Thanksgiving is just around the corner and for millions of American families that means it’s time to talk turkey.
Forrest Pritchard, an organic farmer and author of the farm-to-table cookbook “Growing Tomorrow,” recognizes that for many consumers, a heritage bird may be too expensive but says there’s immeasurable value in knowing where your food is coming from.
When you buy a heritage turkey, you’re “investing in local farms,” says Pritchard. “There’s a greater community aspect of saying 'I’m connected to the land, I’m connected to the farm and I’m connected to the food that nourishing my family'.”
Unlike traditionally raised turkeys—which account for the majority of turkeys raised and sold in the U.S.-- heritage birds are raised outdoors, roam freely on pasture and eat the varied diet including bugs and grass and contain no hormones or antibiotics. Most turkeys raised on large scale factory farms have been bred for specific characteristics but, as the name heritage implies, these breeds have descended from wild species, therefore promoting genetically diverse birds.
Some specialty turkeys can go for up to $10 a pound compared to the “Large White” or "Broad Breasted White" breed-- which account for about 99 percent of turkeys on the market—and usually go for about $2 a pound.

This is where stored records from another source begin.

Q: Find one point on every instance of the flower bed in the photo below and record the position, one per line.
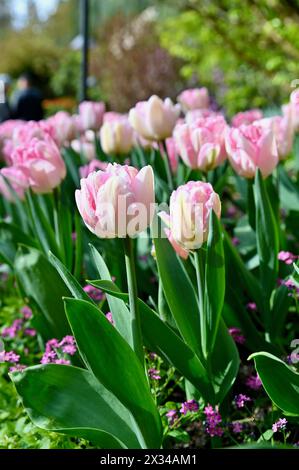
(150, 277)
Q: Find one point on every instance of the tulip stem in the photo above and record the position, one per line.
(167, 167)
(133, 298)
(200, 277)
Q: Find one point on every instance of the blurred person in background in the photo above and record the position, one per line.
(5, 111)
(27, 100)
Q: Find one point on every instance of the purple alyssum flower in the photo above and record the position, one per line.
(237, 336)
(240, 400)
(279, 425)
(189, 405)
(254, 382)
(213, 420)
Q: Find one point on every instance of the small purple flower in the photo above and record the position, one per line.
(237, 336)
(190, 405)
(110, 318)
(251, 306)
(287, 257)
(96, 294)
(172, 416)
(280, 424)
(62, 361)
(69, 349)
(154, 374)
(49, 357)
(12, 330)
(240, 400)
(26, 312)
(235, 241)
(213, 420)
(231, 211)
(17, 368)
(237, 427)
(9, 356)
(30, 332)
(254, 382)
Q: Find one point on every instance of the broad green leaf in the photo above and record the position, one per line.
(158, 337)
(281, 304)
(179, 293)
(237, 275)
(41, 225)
(115, 365)
(279, 380)
(225, 363)
(267, 237)
(40, 282)
(119, 310)
(10, 237)
(288, 191)
(70, 281)
(214, 281)
(70, 400)
(235, 314)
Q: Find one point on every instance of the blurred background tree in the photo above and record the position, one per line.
(245, 51)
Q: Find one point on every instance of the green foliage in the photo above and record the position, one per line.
(245, 51)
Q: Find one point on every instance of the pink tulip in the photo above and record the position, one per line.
(195, 114)
(91, 115)
(32, 129)
(202, 144)
(92, 166)
(117, 202)
(154, 119)
(113, 116)
(64, 126)
(117, 136)
(187, 224)
(194, 98)
(283, 129)
(173, 154)
(246, 117)
(42, 164)
(85, 148)
(18, 181)
(251, 147)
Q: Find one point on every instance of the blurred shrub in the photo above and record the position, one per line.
(130, 63)
(246, 52)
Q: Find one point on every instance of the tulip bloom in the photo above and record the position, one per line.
(246, 117)
(201, 144)
(91, 115)
(117, 136)
(187, 224)
(84, 147)
(154, 119)
(41, 163)
(117, 202)
(18, 181)
(251, 147)
(64, 126)
(194, 98)
(283, 129)
(294, 106)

If you can’t get to the local farmer’s market, Pritchard says going organic is the next best thing. Organic birds may be a conventional Large White breed but they have been raised with hormones or antibiotics. Look for a USDA certified organic label on your poultry and produce.

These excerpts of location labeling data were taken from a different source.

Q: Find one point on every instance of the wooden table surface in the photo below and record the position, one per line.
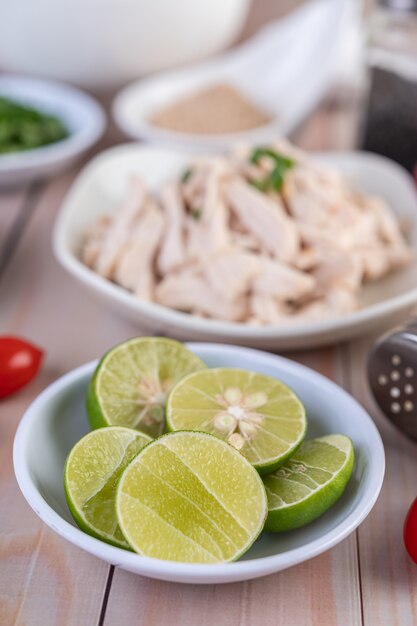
(367, 580)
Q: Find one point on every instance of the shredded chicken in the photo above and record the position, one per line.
(264, 236)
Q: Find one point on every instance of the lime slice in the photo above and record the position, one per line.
(191, 497)
(131, 383)
(258, 415)
(309, 483)
(92, 471)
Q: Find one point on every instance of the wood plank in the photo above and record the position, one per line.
(12, 220)
(44, 580)
(388, 576)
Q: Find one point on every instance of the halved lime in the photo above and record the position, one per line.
(309, 483)
(92, 471)
(131, 383)
(258, 415)
(191, 497)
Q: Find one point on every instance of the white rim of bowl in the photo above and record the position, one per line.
(155, 568)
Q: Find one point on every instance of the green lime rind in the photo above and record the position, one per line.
(131, 382)
(309, 483)
(91, 473)
(277, 426)
(191, 497)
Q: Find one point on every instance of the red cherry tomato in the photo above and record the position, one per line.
(19, 363)
(410, 531)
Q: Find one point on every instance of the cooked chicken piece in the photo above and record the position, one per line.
(120, 230)
(94, 237)
(187, 290)
(226, 250)
(202, 186)
(135, 270)
(264, 218)
(281, 281)
(336, 302)
(205, 239)
(230, 273)
(172, 252)
(379, 261)
(244, 241)
(267, 309)
(308, 258)
(318, 237)
(338, 270)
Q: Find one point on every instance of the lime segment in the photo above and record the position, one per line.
(191, 497)
(131, 383)
(257, 414)
(91, 474)
(309, 483)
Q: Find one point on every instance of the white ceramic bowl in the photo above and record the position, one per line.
(103, 44)
(83, 116)
(57, 419)
(102, 185)
(287, 89)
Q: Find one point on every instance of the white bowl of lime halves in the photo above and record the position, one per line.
(57, 419)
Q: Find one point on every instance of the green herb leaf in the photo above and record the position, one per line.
(275, 179)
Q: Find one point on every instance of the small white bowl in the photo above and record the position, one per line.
(57, 419)
(286, 88)
(101, 187)
(81, 114)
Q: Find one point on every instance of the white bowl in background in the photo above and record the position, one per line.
(103, 44)
(81, 114)
(101, 188)
(286, 88)
(57, 419)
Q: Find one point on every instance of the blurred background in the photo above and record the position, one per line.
(285, 55)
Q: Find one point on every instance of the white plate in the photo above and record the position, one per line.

“It’s 2015 and there are more options than ever,” says Pritchard. “Whole Foods and a lot of your grocery stores will have these birds. But there’s always a great place to go—your local farmer’s market.”
But if you want a specialty bird from a local market, Pritchard says don’t wait because with such a small supply, they’re usually in high demand. The farm-to-table advocate also thinks there's an important historic aspect to preserving older breeds.
"By buying these free range turkeys, for example, that's just a little way that we can kindof redirect our personal energy to recapture some of our food heritage in this country."